In 1922, German director F.W. Murnau made a movie called Nosferatu.
He was actually trying to make Dracula, but the widow of Dracula author Bram Stoker refused him the rights. So Murnau changed the names and locations, and basically made his Dracula film, with a different character, Count Orlok as the immortal creature.

That's a definite fact that's revealed in Shadow of the Vampire.
How much else of the movie is true is questionable indeed.
The film works with premise that Max Schrek, the actor portraying Count Orlok, was an actual vampire.
Well, who am I to question them, right?

John Malkovich plays F W Murnau as a man possessed; the very essence of insane genius. He will stop at nothing to make his movie. As usual Malkovich is very good and very disturbing in his role.

Shadow of the Vampire also features an actress I've never heard of, Catherine McCormack, Eddie Izzard, a very good Cary Elwes, and a surprisingly normal Udo Kier.
But this movie belongs to Willem Dafoe. As the vampire cum actor, he steals every scene, and he is fucking creepy! He plays his character slightly sympathetically, but mostly grotesquely repellent. With his creepy smile and odd deranged look in his eyes, Dafoe becomes one of the most memorable vampires in cinema history. He's been getting Oscar buzz for this film, and while I'm pretty sure he wouldn't actually win, he deserves all the accolades.
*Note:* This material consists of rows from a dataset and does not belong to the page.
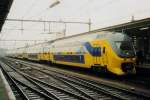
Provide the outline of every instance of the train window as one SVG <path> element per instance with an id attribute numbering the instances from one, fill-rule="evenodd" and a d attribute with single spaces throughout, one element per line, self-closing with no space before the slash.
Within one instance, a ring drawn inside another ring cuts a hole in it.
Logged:
<path id="1" fill-rule="evenodd" d="M 131 41 L 116 41 L 118 53 L 122 57 L 135 56 L 134 48 Z"/>
<path id="2" fill-rule="evenodd" d="M 105 47 L 103 48 L 103 53 L 105 53 Z"/>

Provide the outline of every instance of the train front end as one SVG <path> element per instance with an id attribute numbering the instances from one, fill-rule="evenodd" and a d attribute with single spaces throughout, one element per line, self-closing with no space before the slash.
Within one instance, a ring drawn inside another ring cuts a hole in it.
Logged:
<path id="1" fill-rule="evenodd" d="M 111 62 L 110 70 L 117 75 L 136 74 L 136 54 L 131 39 L 116 33 L 111 37 Z"/>

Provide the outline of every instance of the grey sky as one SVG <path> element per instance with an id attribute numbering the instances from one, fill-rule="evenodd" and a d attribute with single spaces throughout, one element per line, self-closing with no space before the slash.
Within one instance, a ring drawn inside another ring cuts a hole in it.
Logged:
<path id="1" fill-rule="evenodd" d="M 92 21 L 92 29 L 150 17 L 150 0 L 60 0 L 60 4 L 49 8 L 55 0 L 14 0 L 8 18 L 37 19 L 37 20 L 63 20 L 63 21 Z M 20 22 L 6 22 L 0 39 L 11 40 L 44 40 L 54 39 L 55 34 L 43 30 L 43 23 L 24 23 L 21 33 Z M 64 24 L 52 24 L 51 31 L 62 32 Z M 67 24 L 67 35 L 88 31 L 87 25 Z M 14 48 L 23 46 L 27 42 L 1 42 L 0 47 Z M 30 42 L 34 43 L 34 42 Z M 10 46 L 9 46 L 10 45 Z"/>

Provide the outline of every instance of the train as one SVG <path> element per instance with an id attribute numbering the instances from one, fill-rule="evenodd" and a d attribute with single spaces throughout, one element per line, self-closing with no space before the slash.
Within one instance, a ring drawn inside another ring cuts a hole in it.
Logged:
<path id="1" fill-rule="evenodd" d="M 131 38 L 119 32 L 93 32 L 18 48 L 12 57 L 47 61 L 110 72 L 121 76 L 136 74 L 136 54 Z"/>

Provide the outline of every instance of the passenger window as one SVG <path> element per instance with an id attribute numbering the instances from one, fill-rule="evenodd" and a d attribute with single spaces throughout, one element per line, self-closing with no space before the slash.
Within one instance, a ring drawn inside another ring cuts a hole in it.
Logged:
<path id="1" fill-rule="evenodd" d="M 105 47 L 103 48 L 103 54 L 105 54 Z"/>

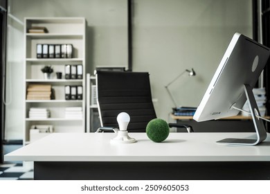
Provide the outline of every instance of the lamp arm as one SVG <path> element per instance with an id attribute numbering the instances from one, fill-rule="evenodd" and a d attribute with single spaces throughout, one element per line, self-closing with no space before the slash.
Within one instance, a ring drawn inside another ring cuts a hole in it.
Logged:
<path id="1" fill-rule="evenodd" d="M 175 82 L 179 78 L 180 78 L 183 73 L 185 73 L 186 71 L 188 71 L 188 70 L 183 71 L 182 73 L 181 73 L 177 77 L 176 77 L 174 80 L 172 80 L 170 82 L 169 82 L 165 87 L 168 87 L 171 84 L 172 84 L 174 82 Z"/>
<path id="2" fill-rule="evenodd" d="M 168 91 L 168 94 L 169 94 L 169 96 L 170 96 L 170 99 L 171 99 L 172 101 L 174 103 L 174 106 L 177 107 L 177 103 L 176 103 L 174 98 L 173 98 L 173 96 L 172 96 L 172 94 L 170 93 L 170 89 L 168 89 L 168 86 L 167 85 L 167 86 L 165 87 L 165 88 L 166 89 L 166 90 L 167 90 L 167 91 Z"/>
As a vampire freak, I had to see this movie. It was just last month I had to see another big screen vampire movie, Dracula 2000. But that was a cheesy flick. Shadow of the Vampire was written by Steven Katz, directed by E Elias Merhige, and among the producers is Nicolas Cage. It has a very sleek style in which the film goes from a subtle color "present time"look to a grainy black and white look reflecting what the actual 1922 movie looked like. I enjoyed the movie and especially the acting, but I think it got carried away with itself, and ended rather abruptly.
Still it was worth seeing just for Dafoe's performance.